On Fri, Feb 23, 2018 at 01:09:04PM -0800, Brandon Williams wrote:

> > By the way, any decision here would presumably need to be extended to
> > git-serve, etc. The current property is that it's safe to fetch from an
> > untrusted repository, even over ssh. If we're keeping that for protocol
> > v1, we'd want it to apply to protocol v2, as well.
> 
> This may be more complicated.  Right now (for backward compatibility)
> all fetches for v2 are issued to the upload-pack endpoint. So even
> though I've introduced git-serve it doesn't have requests issued to it
> and no requests can be issued to it currently (support isn't added to
> http-backend or git-daemon).  This just means that the command already
> exists to make it easy for testing specific v2 stuff and if we want to
> expose it as an endpoint (like when we have a brand new server command
> that is completely incompatible with v1) its already there and support
> just needs to be plumbed in.
> 
> This whole notion of treating upload-pack differently from receive-pack
> has bad consequences for v2 though.  The idea for v2 is to be able to
> run any number of commands via the same endpoint, so at the end of the
> day the endpoint you used is irrelevant.  So you could issue both fetch
> and push commands via the same endpoint in v2 whether its git-serve,
> receive-pack, or upload-pack.  So really, like Jonathan has said
> elsewhere, we need to figure out how to be ok with having receive-pack
> and upload-pack builtins, or having neither of them builtins, because it
> doesn't make much sense for v2 to straddle that line.

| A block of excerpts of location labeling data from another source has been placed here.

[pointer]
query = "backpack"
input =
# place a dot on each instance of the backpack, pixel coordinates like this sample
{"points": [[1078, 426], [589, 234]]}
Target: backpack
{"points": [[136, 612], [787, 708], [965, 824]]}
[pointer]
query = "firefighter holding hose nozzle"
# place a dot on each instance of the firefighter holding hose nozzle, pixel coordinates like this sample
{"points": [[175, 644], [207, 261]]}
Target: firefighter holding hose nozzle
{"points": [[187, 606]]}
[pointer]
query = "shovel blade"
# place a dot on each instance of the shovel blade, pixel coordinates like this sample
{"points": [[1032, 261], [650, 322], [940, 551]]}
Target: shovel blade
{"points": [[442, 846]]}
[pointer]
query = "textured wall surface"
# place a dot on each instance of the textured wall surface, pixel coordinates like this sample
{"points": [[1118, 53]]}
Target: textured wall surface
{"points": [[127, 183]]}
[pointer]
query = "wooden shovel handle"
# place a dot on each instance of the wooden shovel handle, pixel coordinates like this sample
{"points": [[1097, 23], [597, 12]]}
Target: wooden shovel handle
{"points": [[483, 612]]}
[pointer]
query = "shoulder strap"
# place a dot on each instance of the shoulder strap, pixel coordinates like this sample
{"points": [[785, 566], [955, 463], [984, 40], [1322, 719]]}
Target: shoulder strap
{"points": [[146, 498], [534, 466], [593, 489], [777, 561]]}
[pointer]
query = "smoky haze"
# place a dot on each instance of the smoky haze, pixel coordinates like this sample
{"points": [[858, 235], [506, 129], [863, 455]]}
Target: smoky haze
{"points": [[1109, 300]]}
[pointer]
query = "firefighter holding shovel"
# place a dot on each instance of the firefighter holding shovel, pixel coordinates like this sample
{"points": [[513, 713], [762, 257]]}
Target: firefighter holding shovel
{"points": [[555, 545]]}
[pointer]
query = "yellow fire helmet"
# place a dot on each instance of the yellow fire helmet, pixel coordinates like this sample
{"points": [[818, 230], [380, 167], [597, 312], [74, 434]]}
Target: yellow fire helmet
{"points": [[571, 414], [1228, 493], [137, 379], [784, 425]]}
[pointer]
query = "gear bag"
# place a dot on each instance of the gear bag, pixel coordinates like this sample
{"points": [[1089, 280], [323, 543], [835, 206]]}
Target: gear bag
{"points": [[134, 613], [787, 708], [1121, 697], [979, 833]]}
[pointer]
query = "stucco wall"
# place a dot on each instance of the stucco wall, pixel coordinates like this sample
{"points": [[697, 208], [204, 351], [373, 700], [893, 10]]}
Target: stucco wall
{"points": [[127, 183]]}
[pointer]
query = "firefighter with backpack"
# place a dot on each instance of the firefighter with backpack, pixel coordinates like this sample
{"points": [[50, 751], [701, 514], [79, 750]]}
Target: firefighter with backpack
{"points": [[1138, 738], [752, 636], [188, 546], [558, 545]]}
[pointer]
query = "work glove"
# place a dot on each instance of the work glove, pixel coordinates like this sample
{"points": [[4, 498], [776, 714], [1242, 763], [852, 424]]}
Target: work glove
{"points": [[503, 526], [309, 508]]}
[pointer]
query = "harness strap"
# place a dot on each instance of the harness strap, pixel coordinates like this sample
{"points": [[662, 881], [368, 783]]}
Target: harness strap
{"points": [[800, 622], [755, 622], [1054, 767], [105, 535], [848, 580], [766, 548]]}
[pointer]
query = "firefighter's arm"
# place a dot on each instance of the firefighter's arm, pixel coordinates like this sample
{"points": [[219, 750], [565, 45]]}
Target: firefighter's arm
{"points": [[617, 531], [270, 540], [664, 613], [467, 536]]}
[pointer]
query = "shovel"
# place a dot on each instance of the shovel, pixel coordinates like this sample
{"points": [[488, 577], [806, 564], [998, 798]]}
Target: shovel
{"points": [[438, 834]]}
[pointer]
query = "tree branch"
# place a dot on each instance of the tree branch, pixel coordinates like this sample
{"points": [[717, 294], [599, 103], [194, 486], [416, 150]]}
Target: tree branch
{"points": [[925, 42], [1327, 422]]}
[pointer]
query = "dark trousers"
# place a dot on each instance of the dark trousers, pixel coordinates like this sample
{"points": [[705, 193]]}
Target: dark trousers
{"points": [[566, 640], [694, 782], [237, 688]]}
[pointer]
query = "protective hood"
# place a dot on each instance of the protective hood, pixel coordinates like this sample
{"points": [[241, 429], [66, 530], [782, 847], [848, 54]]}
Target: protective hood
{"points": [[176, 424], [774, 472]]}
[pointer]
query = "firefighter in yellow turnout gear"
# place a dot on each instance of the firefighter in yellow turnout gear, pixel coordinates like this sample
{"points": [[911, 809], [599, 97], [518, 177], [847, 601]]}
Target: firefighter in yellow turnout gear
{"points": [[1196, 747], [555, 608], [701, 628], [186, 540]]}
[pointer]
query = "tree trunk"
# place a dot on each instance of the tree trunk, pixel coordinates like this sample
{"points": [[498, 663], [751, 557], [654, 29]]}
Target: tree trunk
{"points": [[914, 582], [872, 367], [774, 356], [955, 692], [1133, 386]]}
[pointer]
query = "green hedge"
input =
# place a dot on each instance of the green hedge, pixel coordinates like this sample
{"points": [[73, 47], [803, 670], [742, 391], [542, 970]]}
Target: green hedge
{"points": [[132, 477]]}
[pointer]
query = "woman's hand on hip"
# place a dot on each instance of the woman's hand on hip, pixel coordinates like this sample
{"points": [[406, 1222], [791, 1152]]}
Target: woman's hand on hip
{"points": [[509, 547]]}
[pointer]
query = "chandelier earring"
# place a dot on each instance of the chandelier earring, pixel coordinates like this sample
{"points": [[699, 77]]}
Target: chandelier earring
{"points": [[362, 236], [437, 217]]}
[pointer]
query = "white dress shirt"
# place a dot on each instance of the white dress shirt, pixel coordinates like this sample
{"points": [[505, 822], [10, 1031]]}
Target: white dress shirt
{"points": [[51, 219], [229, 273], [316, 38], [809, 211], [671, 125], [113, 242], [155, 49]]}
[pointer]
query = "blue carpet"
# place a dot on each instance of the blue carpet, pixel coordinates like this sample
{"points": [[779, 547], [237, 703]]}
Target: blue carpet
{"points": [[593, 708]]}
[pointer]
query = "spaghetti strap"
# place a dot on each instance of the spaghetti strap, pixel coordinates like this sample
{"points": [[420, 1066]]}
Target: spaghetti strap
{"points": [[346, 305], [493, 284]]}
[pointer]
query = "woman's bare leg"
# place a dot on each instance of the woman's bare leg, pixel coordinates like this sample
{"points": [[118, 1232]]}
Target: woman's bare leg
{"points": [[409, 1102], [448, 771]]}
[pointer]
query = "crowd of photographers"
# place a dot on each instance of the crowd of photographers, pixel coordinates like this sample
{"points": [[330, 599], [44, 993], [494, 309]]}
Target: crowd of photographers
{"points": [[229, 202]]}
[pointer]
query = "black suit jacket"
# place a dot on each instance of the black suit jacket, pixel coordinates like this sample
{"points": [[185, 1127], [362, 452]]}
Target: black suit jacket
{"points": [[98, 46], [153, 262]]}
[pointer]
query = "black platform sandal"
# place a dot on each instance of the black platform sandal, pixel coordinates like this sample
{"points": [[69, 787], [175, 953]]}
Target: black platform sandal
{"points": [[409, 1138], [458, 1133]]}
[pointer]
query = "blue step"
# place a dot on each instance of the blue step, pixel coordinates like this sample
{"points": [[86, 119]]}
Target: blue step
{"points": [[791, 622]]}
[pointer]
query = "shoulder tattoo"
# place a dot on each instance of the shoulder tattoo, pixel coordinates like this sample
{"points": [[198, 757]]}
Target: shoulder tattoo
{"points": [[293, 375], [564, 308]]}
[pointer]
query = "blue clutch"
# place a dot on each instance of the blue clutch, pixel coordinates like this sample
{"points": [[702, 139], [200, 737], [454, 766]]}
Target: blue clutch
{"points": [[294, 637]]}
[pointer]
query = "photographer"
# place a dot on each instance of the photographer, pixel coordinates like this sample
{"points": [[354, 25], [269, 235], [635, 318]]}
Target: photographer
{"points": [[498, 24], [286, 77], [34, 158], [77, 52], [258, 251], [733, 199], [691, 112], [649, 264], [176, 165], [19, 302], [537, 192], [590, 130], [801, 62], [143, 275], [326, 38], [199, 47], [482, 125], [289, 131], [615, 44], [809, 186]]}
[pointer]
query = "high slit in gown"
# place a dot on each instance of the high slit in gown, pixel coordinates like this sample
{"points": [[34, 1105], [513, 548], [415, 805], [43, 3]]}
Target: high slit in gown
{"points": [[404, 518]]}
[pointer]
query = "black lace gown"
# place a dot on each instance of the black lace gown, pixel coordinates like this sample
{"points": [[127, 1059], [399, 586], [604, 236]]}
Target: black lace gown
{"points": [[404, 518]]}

It seems like it would be OK if the whole code path of git-serve
invoking upload-pack happened without being a builtin, even if it would
be possible to run a builtin receive-pack from that same (non-builtin)
git-serve.

Remember that the client is driving the whole operation here, and we can
assume that git-serve is operating on the client's behalf. So a client
who chooses not to trigger receive-pack would be fine.